Numerous fights broke out on the fringes of the Paris event as tens of thousands of protesters marched in France on Saturday to protest police brutality.
Just under three months had passed since a kid outside of Paris was shot dead by a police officer during a traffic stop, setting off more than a week of riots in Paris and other cities.
Don't forgive or forget, "The law kills," and other slogans were displayed on banners carried by protesters of all ages in Paris, along with a statue of justice with its eyes reddened.
The Internal Security Code's 2017 amendment, Article 435-1, which expands the ability of police enforcement to use lethal force in the case of a suspect's defiance, was the target of special criticism from the protesters.
The extreme left, notably the hard-left France Unbowed (LFI), issued the demand for the demonstrations.
The interior ministry estimated the number at 31,300 overall, including 9,000 in Paris, compared to the unions' estimate of 80,000 protesters countrywide, including 15,000 in Paris.

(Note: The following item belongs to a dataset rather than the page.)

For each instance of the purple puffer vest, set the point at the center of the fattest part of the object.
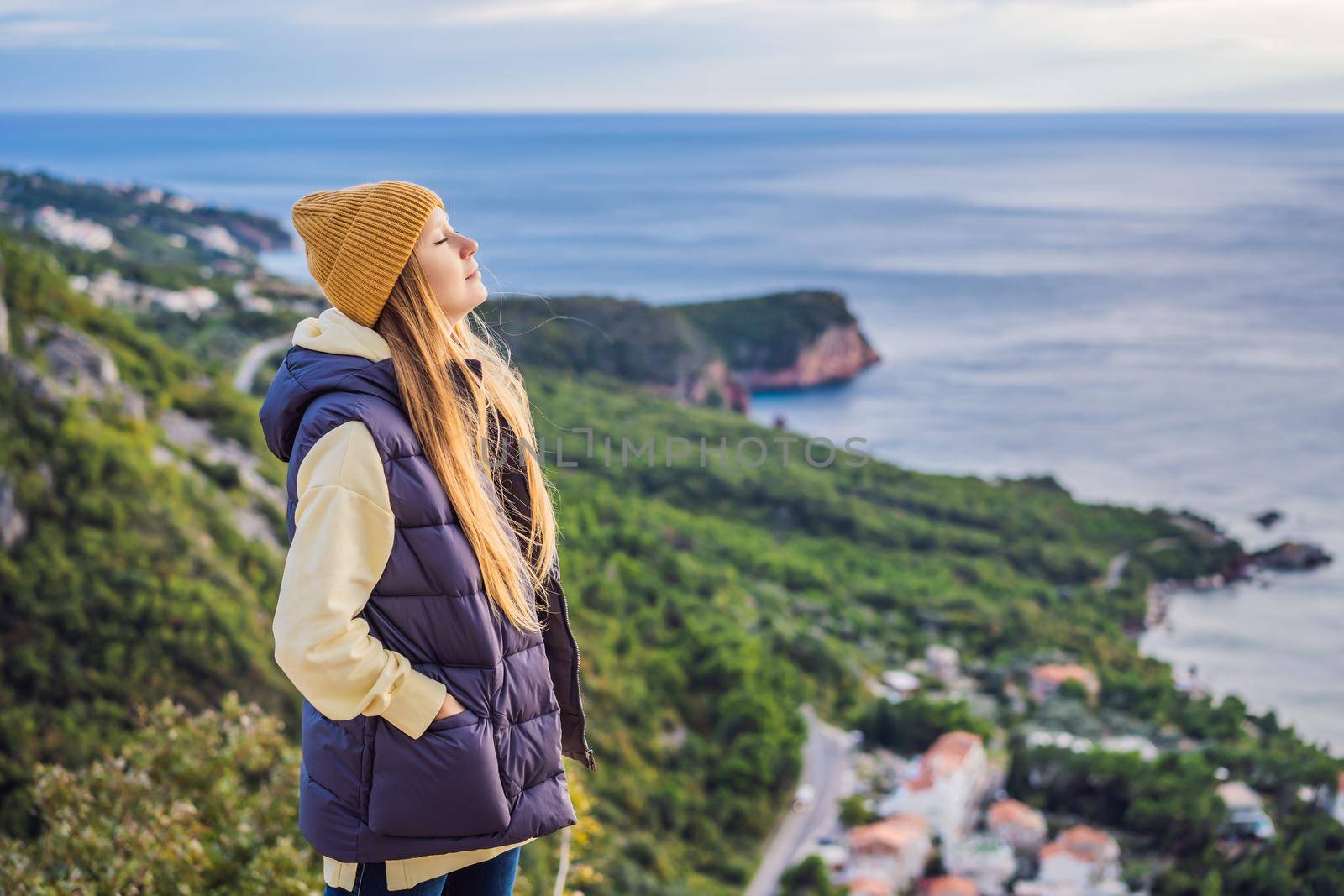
(486, 777)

An AFP journalist said that when police officers became stuck in their police car after being attacked, the administration decried "unacceptable violence" on the fringes of the march in Paris.

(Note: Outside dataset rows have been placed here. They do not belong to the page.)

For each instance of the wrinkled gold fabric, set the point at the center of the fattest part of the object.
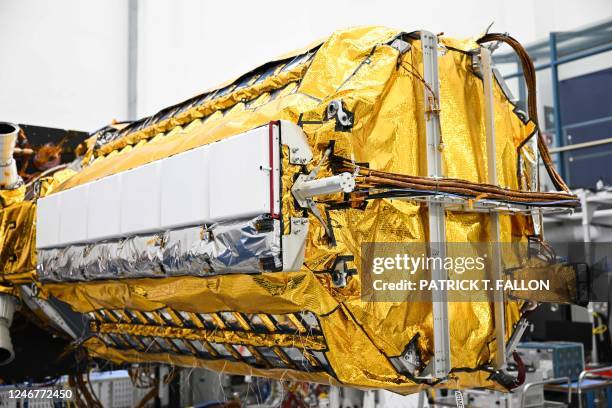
(17, 241)
(385, 95)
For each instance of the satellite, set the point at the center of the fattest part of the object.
(236, 230)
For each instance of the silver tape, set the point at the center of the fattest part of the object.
(244, 246)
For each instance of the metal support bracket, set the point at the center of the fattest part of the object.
(494, 233)
(294, 244)
(440, 365)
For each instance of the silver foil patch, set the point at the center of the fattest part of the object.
(237, 246)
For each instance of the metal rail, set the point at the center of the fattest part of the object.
(494, 233)
(437, 220)
(579, 146)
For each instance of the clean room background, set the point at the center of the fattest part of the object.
(80, 64)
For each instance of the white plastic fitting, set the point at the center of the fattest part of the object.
(9, 178)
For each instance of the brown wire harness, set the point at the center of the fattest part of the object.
(374, 179)
(529, 74)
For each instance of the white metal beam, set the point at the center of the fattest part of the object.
(494, 234)
(437, 227)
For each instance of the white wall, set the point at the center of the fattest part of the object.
(63, 63)
(72, 61)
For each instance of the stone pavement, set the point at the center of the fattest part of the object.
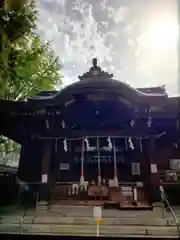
(79, 221)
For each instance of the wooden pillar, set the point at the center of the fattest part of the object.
(45, 172)
(154, 172)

Several thousand people were participating in the main march in Paris when hundreds of individuals wearing black hoods dispersed.
According to an AFP reporter, they shattered the windows of a bank branch and flung things at a police vehicle that was snarled in traffic.
According to Paris police, a crowbar was used to strike the police car, and it was only until the anti-riot police unit intervened that the vehicle was able to be freed.
According to the police, three cops had minor wounds.
A second video uploaded online by the BFMTV station saw a group of masked protestors chasing after the car and violently kicking it while another guy used a crowbar to break a glass.
A cop steps out with his service weapon in hand but chooses not to shoot before getting back into the car.
Interior Minister Gerald Darmanin condemned "unacceptable violence" against the police and posted on X, previously Twitter, "We see where anti-police hatred leads."
Laurent Nunez, the head of the Paris police, said three people had been detained in connection with the incident.
According to the interior ministry, three other people were taken into custody elsewhere in France.